Data Science and Statistics are complementary of each other. In 1977, The IASC (International Association For Statistical Computing) was formed. The main aim of this association was to link statistical methods, computer technology and the knowledge of domain experts in order to covert data into information and find precise insights from the data. We can’t imagine Data Science without statistics.
We define Data Science as: Data + Science i.e. get the data, understand it and apply scientific models i.e. mathematical models, statistical methodology, operation research etc. on data to get insights from the data and make data informative. Now the question is: what do you mean by statistics?
Statistics is the collection of data or science in which we play with data. we collect data, analyse it and then get insights from it or this is the most important discipline to analyse and quantify uncertainty.
Table of Contents
Relation Between Two Fields
Statistics Plays an important role in Data Science, Statistics is the foundation of Data Science, it is the most important discipline that provide tools and methodology to make data structured and get information from the data.
There is a strong relationship between these two fields. In this modern world data is growing very rapidly in every second so it is very important for a Data Scientist to run the best models on the data and get the precise insights from the data. Now the Question arise: From where these models come? These models comes from Statistics
Machine learning is the widely growing field in Data Science, it is the combination of Computer science and statistics. In Machine Learning we run models on data make data informative & get deeper insights from the data.

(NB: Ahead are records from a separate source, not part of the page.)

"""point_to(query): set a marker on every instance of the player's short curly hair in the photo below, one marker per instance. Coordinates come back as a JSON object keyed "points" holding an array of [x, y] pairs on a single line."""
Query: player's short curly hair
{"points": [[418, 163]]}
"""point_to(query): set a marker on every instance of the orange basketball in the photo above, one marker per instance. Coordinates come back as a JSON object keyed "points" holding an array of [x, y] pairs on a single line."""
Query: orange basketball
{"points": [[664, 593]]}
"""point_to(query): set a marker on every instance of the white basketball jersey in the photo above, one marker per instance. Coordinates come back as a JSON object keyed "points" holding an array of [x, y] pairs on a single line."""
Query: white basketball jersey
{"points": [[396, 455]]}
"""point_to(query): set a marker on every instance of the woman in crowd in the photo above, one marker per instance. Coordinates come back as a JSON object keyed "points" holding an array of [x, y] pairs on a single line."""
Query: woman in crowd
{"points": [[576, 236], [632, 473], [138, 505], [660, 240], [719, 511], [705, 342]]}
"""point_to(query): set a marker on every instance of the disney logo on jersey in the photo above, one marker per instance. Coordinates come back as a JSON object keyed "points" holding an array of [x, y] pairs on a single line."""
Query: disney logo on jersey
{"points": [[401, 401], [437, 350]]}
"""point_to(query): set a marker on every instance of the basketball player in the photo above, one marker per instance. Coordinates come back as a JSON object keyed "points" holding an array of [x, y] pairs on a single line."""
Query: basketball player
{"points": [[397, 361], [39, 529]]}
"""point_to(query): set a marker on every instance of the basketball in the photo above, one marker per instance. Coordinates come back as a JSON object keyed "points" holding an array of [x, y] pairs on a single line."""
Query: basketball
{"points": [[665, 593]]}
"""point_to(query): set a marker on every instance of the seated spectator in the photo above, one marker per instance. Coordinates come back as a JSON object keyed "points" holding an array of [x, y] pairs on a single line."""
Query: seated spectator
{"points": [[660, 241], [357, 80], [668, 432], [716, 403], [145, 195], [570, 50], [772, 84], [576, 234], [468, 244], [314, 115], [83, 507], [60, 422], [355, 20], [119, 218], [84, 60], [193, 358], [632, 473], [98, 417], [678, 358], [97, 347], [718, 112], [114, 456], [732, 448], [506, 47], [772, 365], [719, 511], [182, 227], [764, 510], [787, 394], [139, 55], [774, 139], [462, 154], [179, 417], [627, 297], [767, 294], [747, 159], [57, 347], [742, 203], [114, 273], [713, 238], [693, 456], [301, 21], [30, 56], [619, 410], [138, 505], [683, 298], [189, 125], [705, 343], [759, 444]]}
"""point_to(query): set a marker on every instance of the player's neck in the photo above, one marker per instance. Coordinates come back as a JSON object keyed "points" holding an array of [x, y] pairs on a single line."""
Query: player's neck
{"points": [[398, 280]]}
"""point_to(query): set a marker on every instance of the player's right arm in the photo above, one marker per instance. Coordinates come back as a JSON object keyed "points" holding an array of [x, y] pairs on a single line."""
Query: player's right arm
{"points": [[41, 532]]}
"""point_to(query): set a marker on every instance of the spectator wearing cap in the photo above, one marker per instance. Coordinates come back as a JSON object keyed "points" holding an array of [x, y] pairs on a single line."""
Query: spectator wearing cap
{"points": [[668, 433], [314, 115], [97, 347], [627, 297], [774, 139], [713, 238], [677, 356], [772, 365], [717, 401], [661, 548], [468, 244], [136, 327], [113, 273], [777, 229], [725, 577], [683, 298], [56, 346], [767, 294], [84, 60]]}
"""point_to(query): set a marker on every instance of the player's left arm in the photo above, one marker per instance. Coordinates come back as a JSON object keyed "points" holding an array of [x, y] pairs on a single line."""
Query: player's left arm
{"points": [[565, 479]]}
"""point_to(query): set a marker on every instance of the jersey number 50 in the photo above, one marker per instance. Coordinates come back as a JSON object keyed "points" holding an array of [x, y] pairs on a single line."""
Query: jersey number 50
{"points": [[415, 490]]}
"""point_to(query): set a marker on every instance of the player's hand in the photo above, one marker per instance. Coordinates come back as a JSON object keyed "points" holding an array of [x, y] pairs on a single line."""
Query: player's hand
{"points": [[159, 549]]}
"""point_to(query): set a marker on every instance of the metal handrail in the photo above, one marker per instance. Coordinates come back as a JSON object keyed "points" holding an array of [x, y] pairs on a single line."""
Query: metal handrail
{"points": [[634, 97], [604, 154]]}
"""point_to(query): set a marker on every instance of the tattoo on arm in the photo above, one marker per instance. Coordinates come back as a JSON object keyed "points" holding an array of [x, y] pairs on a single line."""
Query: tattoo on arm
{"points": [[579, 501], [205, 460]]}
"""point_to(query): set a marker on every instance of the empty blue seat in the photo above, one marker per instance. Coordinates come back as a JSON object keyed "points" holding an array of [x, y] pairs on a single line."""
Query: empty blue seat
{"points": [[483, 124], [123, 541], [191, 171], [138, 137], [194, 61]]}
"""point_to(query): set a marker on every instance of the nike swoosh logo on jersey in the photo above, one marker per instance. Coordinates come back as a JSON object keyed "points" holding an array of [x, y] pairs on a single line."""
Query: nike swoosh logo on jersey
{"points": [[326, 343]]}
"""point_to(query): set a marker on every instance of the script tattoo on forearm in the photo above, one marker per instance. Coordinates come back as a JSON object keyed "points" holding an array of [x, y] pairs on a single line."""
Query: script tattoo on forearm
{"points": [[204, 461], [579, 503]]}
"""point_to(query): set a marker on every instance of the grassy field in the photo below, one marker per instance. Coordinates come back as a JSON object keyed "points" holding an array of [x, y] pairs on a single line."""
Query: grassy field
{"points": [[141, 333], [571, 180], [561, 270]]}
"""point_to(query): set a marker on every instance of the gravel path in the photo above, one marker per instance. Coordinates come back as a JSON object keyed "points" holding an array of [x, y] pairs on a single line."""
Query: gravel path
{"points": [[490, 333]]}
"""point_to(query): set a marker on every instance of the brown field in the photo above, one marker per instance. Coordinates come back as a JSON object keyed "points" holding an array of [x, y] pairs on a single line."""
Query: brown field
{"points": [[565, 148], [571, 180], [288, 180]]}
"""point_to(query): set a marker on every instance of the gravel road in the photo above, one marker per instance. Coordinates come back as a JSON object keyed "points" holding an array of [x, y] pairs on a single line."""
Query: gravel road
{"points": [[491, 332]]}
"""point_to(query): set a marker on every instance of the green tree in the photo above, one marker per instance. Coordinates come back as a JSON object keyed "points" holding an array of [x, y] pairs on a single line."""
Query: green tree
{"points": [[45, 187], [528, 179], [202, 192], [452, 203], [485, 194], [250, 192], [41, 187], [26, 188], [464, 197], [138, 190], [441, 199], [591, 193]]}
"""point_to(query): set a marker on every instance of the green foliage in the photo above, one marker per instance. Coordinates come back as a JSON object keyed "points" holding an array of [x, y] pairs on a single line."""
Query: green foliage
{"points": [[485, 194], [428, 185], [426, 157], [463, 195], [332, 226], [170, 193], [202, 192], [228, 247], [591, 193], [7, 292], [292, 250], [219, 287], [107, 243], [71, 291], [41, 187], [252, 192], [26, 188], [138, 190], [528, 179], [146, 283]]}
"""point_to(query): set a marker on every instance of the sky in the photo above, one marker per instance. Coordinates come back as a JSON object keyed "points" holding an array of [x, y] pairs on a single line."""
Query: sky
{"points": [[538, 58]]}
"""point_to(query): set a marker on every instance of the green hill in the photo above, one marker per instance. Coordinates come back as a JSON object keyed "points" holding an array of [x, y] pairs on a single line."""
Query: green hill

Concepts Of Statistics Used in Data Science:
Some Important Concepts of Statistics that are used in Data Science are:
Linear Regression:
Regression Methods are meant to determine the best functional relationship between a dependent and one or more independent variables. The functional relationship of a dependent variable with one or more independent varibles is called a regression equation, if this relationship is linear then it is known as simple regression .The graph of regression is known as curve of regression.
Functional Relationship Of one dependent variable with more than one independent variables, is called multiple regression. The independent variables are known as regressor and dependent variables are called regressed variable. The main aim of regression model is to find the best value of a dependent variable from independent variables.
Let us consider the simple linear regression of Y on X i.e.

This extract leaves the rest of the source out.